The story is about the 16-year-old Jesse who moves to L.A. to take a chance in the modeling industry. She quickly achieves little steps to success which draws the jealousy of other models and admiration of some people she encounters. She managed to sign a modeling agency, get the opportunity of wrapping up a fashion show, and model for a famous photographer unexpected easily because she is born with beautiful face and body. But as she discovers, almost none of the people she encountered can be trusted. Those who are jealous of and those who admire her beauty eventually led her to her demise.
The film was shown in the Cannes Film Festival 2016, immediately starting a controversy among the critics because of their proximity to the world of the story. One of the special things about this film is that he purpose of the film is contradictory to its nature. It confronts the entertainment industry, deeming it harmful, even though the film itself is produced within the environment of such industry. The fashion industry, as Refn describes it in the film, is guarded by the standard of beauty with a double-edged sword. The process of getting to beauty and achieving beauty are both harmful and unsustainable. The film shows that the modeling business is a process where models like Gigi get dissatisfied about their looks and goes through pains to change it to something unrecognizable . She goes after beauty but never achieves the true definition of it. The designer in the film comments that Jesse’s natural beauty is “a diamond in a sea of glass” whereas Gigi only looks “fine”. Even when naturally beautiful models such as Jesse do achieve beauty, they establish and enhance the presence of the standard of beauty for others to follow, which creates a vicious cycle. Like the neo-noir film Chinatown (1974. Polanski) in which the society is discovered to be mysterious and too convoluted for the characters to reach true resolution, the society in The Neon Demon is also portrayed as pessimistic to no end.
In The Neon Demon, Refn presents beauty as a problem as well as the only resolution to the problem, but the resolution cannot solve the problem completely. “Beauty isn’t everything,”, remarks the designer, “it’s the only thing.” The problem lies in the existence of beauty standards in the society. Towards the beginning of the film, Jesse meets the experienced but not so successful models Sarah and Gigi. Sarah comments on the L.A. fashion industry that “A pretty new girl walks into a room, everyone’s head turns, looks her up and down and wondering ‘Who is she fucking?’, ‘Who could she fuck?’, and ‘How high can she climb and is it higher than me?’” Her words truthfully reflect the jealousy towards the fate of others within the film and within the society. In this society of the film, beauty is what everyone cares about and the only thing that the models can make a living in many ways. As technology advances and new forms of media develops, people have more subjected speculation on others through these medias.
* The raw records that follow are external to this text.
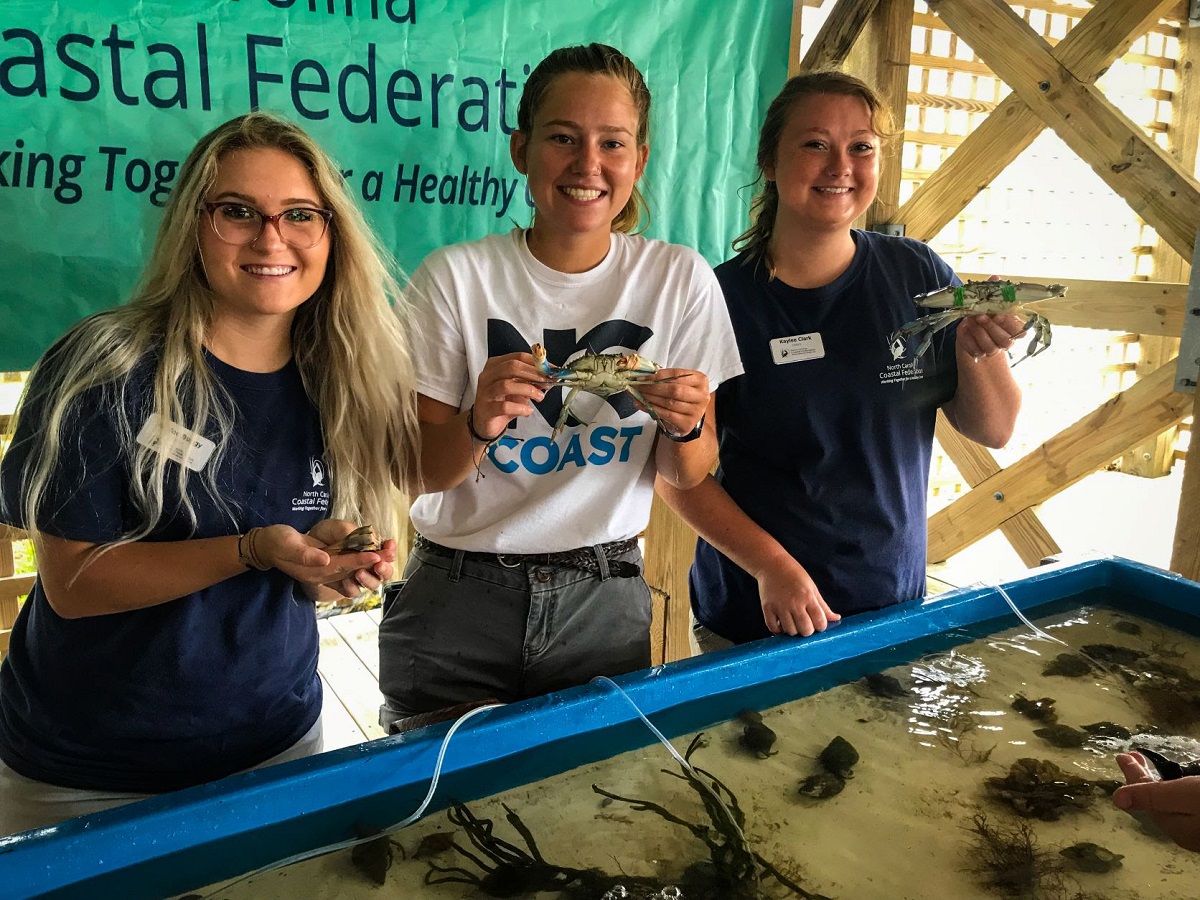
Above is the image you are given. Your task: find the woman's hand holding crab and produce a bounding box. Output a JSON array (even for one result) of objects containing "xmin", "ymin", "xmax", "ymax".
[
  {"xmin": 467, "ymin": 353, "xmax": 546, "ymax": 439},
  {"xmin": 958, "ymin": 313, "xmax": 1025, "ymax": 362},
  {"xmin": 637, "ymin": 368, "xmax": 710, "ymax": 437},
  {"xmin": 254, "ymin": 518, "xmax": 396, "ymax": 596}
]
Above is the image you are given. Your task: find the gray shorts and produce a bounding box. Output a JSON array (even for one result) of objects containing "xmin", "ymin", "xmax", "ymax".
[{"xmin": 379, "ymin": 547, "xmax": 650, "ymax": 728}]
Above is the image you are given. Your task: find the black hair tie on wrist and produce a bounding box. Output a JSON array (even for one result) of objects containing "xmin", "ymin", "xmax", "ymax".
[
  {"xmin": 659, "ymin": 415, "xmax": 704, "ymax": 444},
  {"xmin": 467, "ymin": 403, "xmax": 504, "ymax": 444}
]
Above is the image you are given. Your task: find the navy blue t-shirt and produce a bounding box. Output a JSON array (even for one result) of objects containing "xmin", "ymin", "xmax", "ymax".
[
  {"xmin": 0, "ymin": 350, "xmax": 329, "ymax": 793},
  {"xmin": 691, "ymin": 230, "xmax": 959, "ymax": 642}
]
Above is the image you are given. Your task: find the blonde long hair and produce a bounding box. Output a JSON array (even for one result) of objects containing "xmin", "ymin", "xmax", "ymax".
[
  {"xmin": 733, "ymin": 70, "xmax": 895, "ymax": 277},
  {"xmin": 517, "ymin": 43, "xmax": 650, "ymax": 234},
  {"xmin": 14, "ymin": 112, "xmax": 419, "ymax": 552}
]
Entertainment and social medias make the lives of others seem glamorous and flawless, but the film demystifies this stigma by showing what goes behind the scene of beauty.
In the film, Jesse feels despair about the society because she could not trust anyone. The source of the despair is that she has something that people value. The designer says that “Beauty is not everything. It’s the only thing”. Echoing the existentialism in classical noir films, The Neon Demon discusses the problem of being. In the film’s fashion industry context, to be beautiful is to exist at all, and to be beautiful means a deathly existence. In the scene by the pool before Jesse’s death, she confesses that she knows that her beauty is deadly.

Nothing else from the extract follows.